In some examples, the three-terminal switching element may use a MOS transistor, such as a PMOS transistor or an NMOS transistor; each MOS tube comprises a source S, a grid G and a drain D; when a control signal is applied between the source S and the gate G, the on/off between the drain D and the source S can be changed. The PMOS tube and the NMOS tube are completely similar in structure, and the difference is the doping types of the substrate and the source and the drain.

To facilitate understanding by those skilled in the art, the working principle of the protection circuit of the power supply system based on the cascade boost protection will now be described with reference to the embodiment shown in fig. 1.

It should be noted that, in this embodiment, the first overload protection element adopts a fuse, the first voltage stabilizing element adopts a voltage stabilizing diode, and the three-terminal switching element adopts a PMOS transistor; the first end of the PMOS tube is a grid G, the second end is a source S, and the third end is a drain D; the first three-terminal switching element refers to PMOS tubes Q4-Q12 in the cascade unit, and the second three-terminal switching element refers to PMOS tubes Q13 and Q14 positioned at the output end; the G end of the PMOS tube Q13 is connected with the G end of the Q14, the S end of the PMOS tube Q13 is connected with the S end of the Q14, and the D end of the PMOS tube 13 is connected with the D end of the Q14; to the 2 ends of the fuses F2 to F10 are connected S ends of Q13 and Q14, to the cathodes of D4 to D18 are connected G ends of Q13 and Q14, and to the output ends are connected D ends of Q13 and Q14. Vgsth is-2V to-4V, vgsmax = +/-20V. The foregoing examples are given by way of illustration only and are not to be construed as limiting the scope of the invention.

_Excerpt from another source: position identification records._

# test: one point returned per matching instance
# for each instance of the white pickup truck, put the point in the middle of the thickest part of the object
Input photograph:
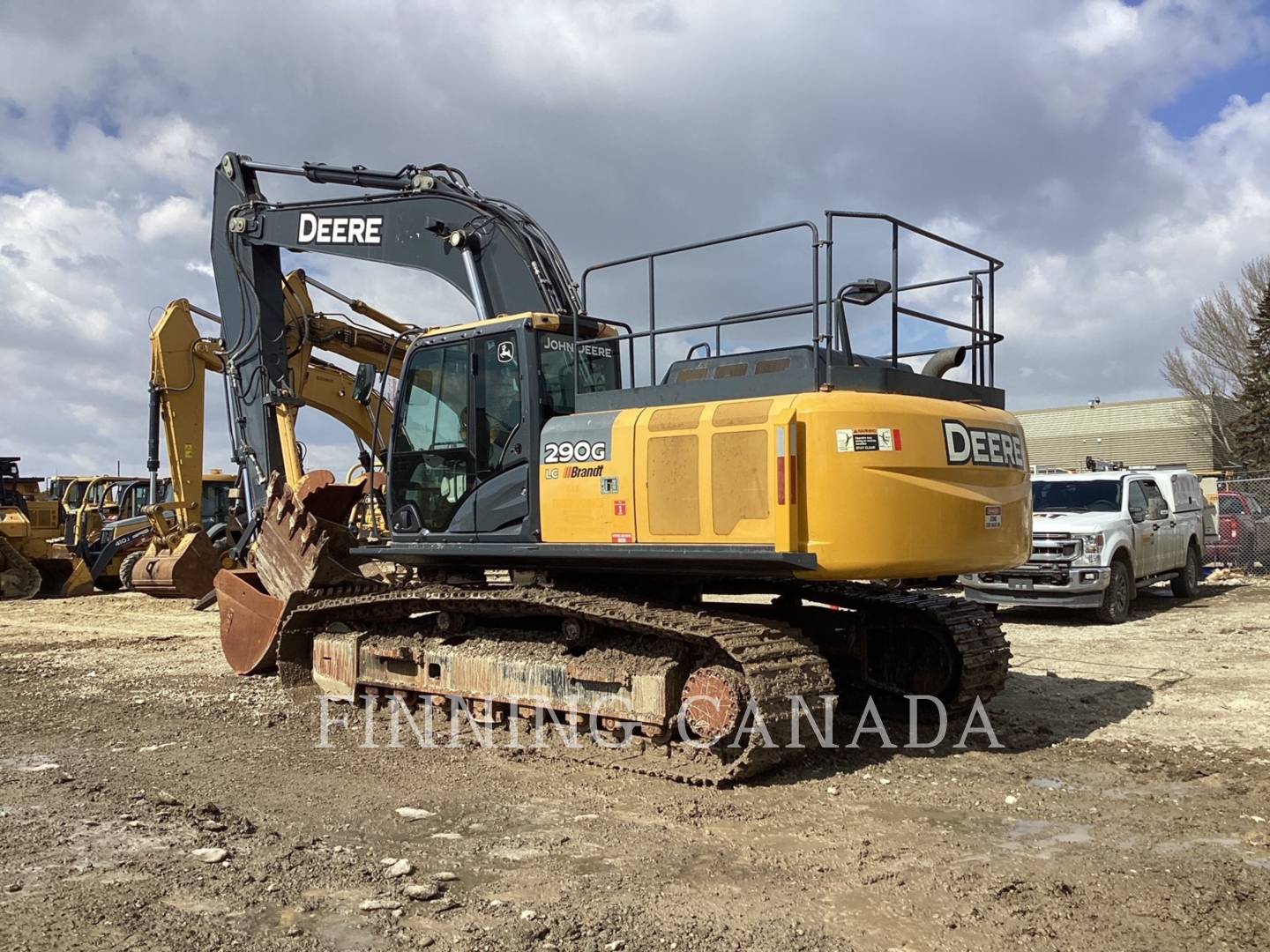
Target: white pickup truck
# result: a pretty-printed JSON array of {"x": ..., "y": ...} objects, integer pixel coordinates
[{"x": 1097, "y": 537}]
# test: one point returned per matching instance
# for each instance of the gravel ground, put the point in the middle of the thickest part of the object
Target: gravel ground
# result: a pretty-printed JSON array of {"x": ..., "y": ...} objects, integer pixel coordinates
[{"x": 150, "y": 800}]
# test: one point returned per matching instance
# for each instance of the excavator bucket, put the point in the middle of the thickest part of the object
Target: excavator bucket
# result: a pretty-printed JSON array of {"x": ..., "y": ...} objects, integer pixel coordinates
[
  {"x": 80, "y": 582},
  {"x": 185, "y": 571},
  {"x": 249, "y": 621},
  {"x": 303, "y": 544},
  {"x": 303, "y": 539}
]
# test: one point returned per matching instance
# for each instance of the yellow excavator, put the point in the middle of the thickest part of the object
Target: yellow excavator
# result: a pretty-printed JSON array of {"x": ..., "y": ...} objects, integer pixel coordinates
[
  {"x": 571, "y": 513},
  {"x": 183, "y": 554}
]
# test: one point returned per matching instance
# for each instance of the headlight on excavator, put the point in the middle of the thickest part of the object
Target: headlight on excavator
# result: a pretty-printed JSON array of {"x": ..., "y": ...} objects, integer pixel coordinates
[{"x": 1091, "y": 547}]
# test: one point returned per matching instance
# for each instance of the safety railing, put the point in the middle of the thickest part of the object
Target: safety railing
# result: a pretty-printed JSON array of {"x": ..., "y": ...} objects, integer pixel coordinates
[{"x": 826, "y": 333}]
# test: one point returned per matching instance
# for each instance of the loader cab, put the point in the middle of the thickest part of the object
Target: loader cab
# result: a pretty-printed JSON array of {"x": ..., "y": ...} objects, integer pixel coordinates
[{"x": 471, "y": 404}]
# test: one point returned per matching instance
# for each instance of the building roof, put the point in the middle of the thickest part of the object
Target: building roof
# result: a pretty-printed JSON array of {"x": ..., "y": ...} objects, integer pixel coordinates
[{"x": 1138, "y": 432}]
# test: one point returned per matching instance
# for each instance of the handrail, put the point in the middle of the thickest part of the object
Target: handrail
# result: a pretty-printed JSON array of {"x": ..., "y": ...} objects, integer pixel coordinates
[{"x": 981, "y": 325}]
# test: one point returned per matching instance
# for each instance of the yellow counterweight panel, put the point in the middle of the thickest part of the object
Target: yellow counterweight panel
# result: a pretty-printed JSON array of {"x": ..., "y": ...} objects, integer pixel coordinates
[
  {"x": 880, "y": 496},
  {"x": 868, "y": 482}
]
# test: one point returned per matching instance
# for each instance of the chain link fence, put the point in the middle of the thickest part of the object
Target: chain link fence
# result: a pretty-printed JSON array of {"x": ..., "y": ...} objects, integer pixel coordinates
[{"x": 1243, "y": 524}]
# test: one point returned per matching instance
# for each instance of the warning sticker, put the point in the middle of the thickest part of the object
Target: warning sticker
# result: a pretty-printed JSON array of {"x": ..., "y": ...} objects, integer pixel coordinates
[{"x": 874, "y": 441}]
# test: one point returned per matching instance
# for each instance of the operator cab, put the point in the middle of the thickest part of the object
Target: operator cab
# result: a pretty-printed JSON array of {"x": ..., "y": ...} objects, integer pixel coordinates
[{"x": 470, "y": 410}]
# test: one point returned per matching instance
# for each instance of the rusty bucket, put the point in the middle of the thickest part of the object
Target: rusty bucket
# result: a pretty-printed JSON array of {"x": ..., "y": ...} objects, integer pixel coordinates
[
  {"x": 185, "y": 571},
  {"x": 249, "y": 621}
]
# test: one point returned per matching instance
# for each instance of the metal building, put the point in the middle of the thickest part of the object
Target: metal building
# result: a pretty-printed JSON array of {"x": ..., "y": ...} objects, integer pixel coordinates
[{"x": 1138, "y": 432}]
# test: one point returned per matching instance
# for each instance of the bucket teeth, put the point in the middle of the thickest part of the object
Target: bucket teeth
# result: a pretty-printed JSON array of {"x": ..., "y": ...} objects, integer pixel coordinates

In this embodiment, the first cascade unit includes a fuse F2, a zener diode D3, and a PMOS transistor Q4; the second cascade unit comprises a fuse F3, a voltage stabilizing diode D5 and a PMOS (P-channel metal oxide semiconductor) tube Q5; the third cascade unit comprises a fuse F4, a voltage stabilizing diode D7 and a PMOS (P-channel metal oxide semiconductor) tube Q6; in the same way, the last cascade unit comprises a fuse F10, a voltage stabilizing diode D19 and a PMOS tube Q12.

In terms of structural connection, a first cascade unit is taken as an example for explanation: one end of the fuse F2 is connected with the input end Vin, and the other end of the fuse F2 is connected with the voltage stabilizing diodes D3 and D4 in series; the series connection point of the fuse F2 and the voltage stabilizing diode D3 is connected with the grid G of the PMOS tube Q4 and is connected with the voltage stabilizing diode D5 in the second cascade unit; the source S of the PMOS tube Q4 is connected with a series connection point of a fuse F3 and a voltage stabilizing diode D5 in the second cascade unit, the drain D of the PMOS tube Q4 is connected with the grid G of the PMOS tubes Q13 and Q14 through an anti-reverse diode D4, the source S and the drain D of the PMOS tube Q13 are respectively connected with an input end Vin and an output end Vout, and the source S and the drain D of the PMOS tube Q14 are respectively connected with the input end Vin and the output end Vout. By analogy, other tandem units are also connected with reference to similar connection structures.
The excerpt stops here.